An Education In Jihad
At Jihadi High School, your teachers praise the glories of jihad and recall Afghanistan’s long history of resistance to foreign occupiers.
“I send my kid to get an Islamic education, and Hekmatyar gives me someone who wants to be a jihadi or a suicide bomber,” one puzzled parent reports.
The school he is referring to in the Shamshatoo refugee camp in Afghanistan is pumping out recruits for jihad.

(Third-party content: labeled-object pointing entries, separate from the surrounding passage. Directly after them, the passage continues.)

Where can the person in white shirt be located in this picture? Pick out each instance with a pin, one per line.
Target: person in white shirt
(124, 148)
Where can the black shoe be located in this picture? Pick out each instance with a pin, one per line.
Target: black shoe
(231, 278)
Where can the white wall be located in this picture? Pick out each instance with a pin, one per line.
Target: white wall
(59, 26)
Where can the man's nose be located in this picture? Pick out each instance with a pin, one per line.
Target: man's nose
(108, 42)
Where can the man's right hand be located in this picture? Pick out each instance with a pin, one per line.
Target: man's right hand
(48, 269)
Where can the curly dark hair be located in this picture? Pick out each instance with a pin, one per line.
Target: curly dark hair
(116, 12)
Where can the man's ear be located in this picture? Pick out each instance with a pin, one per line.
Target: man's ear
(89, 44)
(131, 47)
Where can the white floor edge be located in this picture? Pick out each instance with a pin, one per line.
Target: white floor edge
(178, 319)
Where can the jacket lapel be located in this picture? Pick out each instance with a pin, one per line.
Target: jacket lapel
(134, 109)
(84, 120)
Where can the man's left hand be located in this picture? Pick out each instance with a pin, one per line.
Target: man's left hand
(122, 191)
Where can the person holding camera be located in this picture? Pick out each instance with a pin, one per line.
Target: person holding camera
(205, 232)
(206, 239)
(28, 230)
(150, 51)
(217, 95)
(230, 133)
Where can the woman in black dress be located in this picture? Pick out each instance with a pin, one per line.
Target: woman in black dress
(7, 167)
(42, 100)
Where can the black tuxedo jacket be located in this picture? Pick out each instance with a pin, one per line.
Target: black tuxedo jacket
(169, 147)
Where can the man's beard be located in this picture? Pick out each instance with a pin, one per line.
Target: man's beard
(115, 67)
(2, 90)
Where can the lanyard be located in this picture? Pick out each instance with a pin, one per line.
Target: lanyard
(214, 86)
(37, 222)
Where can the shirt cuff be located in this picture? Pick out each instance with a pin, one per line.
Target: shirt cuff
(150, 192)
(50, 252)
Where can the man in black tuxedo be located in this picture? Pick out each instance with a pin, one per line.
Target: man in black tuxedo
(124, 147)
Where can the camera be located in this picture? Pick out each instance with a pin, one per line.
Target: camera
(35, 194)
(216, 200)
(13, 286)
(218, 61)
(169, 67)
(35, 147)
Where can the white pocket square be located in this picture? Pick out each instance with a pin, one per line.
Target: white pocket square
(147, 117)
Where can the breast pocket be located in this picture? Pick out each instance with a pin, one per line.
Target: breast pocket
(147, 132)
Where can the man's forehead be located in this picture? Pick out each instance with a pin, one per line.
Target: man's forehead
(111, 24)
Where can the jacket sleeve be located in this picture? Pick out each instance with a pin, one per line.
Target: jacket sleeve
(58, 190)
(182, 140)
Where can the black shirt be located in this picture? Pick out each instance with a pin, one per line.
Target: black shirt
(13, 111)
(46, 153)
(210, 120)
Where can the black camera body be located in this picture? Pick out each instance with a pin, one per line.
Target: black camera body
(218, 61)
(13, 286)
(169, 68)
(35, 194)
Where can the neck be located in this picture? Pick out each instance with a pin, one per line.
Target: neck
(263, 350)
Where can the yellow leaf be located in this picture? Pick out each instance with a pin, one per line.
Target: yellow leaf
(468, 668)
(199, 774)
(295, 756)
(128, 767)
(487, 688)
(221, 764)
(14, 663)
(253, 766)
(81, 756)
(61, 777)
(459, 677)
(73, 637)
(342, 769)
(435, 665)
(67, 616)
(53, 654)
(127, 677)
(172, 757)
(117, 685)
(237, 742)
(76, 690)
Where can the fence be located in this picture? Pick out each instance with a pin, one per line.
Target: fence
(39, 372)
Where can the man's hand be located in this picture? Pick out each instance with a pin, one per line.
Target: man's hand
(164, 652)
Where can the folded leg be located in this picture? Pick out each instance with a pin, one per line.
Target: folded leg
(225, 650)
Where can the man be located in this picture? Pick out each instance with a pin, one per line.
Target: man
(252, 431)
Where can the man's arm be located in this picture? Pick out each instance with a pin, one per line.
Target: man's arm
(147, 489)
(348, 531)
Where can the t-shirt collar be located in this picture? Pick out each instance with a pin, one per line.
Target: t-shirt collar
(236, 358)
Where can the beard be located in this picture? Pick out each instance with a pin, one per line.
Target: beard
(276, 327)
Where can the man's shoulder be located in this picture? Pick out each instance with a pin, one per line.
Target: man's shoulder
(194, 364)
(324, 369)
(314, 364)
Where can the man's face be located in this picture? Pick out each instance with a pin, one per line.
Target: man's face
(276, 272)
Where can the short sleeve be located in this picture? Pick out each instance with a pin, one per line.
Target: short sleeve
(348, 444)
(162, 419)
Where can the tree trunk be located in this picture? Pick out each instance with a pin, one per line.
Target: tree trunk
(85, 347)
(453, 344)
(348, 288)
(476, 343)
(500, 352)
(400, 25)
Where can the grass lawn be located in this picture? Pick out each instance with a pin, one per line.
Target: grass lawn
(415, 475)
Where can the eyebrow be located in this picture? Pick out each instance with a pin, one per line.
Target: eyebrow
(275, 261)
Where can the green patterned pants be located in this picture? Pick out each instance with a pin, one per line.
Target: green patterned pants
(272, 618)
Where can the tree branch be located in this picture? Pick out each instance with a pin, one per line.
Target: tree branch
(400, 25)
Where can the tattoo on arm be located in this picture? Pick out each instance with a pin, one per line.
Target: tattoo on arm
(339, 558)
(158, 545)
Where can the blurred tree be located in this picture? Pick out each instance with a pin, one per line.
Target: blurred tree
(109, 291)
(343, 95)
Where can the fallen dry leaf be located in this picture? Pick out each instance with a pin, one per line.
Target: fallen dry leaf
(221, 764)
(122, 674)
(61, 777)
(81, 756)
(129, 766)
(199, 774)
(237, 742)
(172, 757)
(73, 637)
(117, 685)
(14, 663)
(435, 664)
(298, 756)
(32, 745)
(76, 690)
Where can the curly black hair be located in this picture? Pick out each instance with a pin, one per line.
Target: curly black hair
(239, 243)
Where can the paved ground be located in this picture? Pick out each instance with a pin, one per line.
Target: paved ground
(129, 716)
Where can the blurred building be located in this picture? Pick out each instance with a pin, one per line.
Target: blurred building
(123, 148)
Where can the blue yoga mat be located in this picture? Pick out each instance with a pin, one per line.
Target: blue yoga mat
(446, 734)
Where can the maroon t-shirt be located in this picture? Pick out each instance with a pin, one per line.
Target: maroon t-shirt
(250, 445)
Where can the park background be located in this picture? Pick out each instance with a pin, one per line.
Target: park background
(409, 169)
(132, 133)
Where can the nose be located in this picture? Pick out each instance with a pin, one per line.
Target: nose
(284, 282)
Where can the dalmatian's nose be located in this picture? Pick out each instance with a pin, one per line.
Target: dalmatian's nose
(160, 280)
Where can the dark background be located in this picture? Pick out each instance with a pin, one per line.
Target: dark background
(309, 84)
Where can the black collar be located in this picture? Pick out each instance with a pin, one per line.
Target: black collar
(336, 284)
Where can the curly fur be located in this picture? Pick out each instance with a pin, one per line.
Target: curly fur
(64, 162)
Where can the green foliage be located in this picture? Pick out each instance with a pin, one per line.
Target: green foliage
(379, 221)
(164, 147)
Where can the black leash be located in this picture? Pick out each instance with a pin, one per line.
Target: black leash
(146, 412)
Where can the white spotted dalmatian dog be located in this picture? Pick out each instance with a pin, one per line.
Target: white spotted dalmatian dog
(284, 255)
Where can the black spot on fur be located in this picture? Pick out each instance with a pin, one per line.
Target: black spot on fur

The students learn nothing about reading, writing and arithmetic and everything there is to know about the best way to murder an Infidel (whether that means NATO troops, Afghan security forces or just plain old uppity Afghan heathens who don't follow Taliban standards of piousness).
The camp and the school is wholly owned by the warlord fiefdom of Gulbuddin Hekmatyar -- otherwise known as the "Butcher of Kabul", and not because he has a talent for serving up fine roast beef. He is perhaps the most successful -- well, brutal -- brigand in Afghanistan, with ties to Pakistan's nefarious ISI, known for attacking aid convoys, coalition forces and his fellow muhajeddin with equal ferocity, whenever it suits him.
Another suffering parent has watched his child transform into yet another zombie for jihad. The Taliban's recruiting of children as cannon fodder in the war against the Afghan state is reprehensible.
These kinds of schools, widespread through Afghanistan, Pakistan and elsewhere, take advantage of two endemic circumstances: hard-scrabble poverty and a perception that an "Islamic education" may be better than what students receive in ordinary schools, and certainly better than no education at all.
As we've seen over these last decades, parents get what they pay for.
A best case scenario is a graduate with a deep understanding of the Koran who is completely unqualified for just about any professional job that might pay a living wage. This makes him a candidate for begging for change on the corner or perhaps joining up with the Taliban. In the worst case scenario, the student goes off to fight coalition troops long before he even graduates and spends his last seconds on the wrong end of an M-16.
We've often heard that education is the key to turning Afghanistan around. It is. But half a world away, we've been hearing about these madrassas turning out terrorists, thugs and bums for decades. Surely, parents who live just around the block from these "institutions" can figure out what's in store before their kids are made into monsters. They can't all be dupes. They know what happens.
Yes, the Taliban are evil for setting up these schools as jihadist recruiting centres. And of course, the Afghan government is at fault for allowing this parallel system to exist, ceding sovereignty to maniacs. But at what point can we call the parents to account and say "you enrolled your kid in a school that churns out jihadi cannon fodder every single month. This insanity has been happening since before the Taliban were in charge in Kabul. What did you think was going to happen?"
The father mentioned earlier was himself a teacher. He had to know this much: you don't become an engineer without learning math. You don't become a professor without reading literature (other than the Koran). And if you want to have a future in this world, you don't spend the majority of your time learning about the best way to die to get into Paradise.
Can Afghanistan be saved? The question is very much tied to whether parents will continue to willingly send their children to get an education in jihad.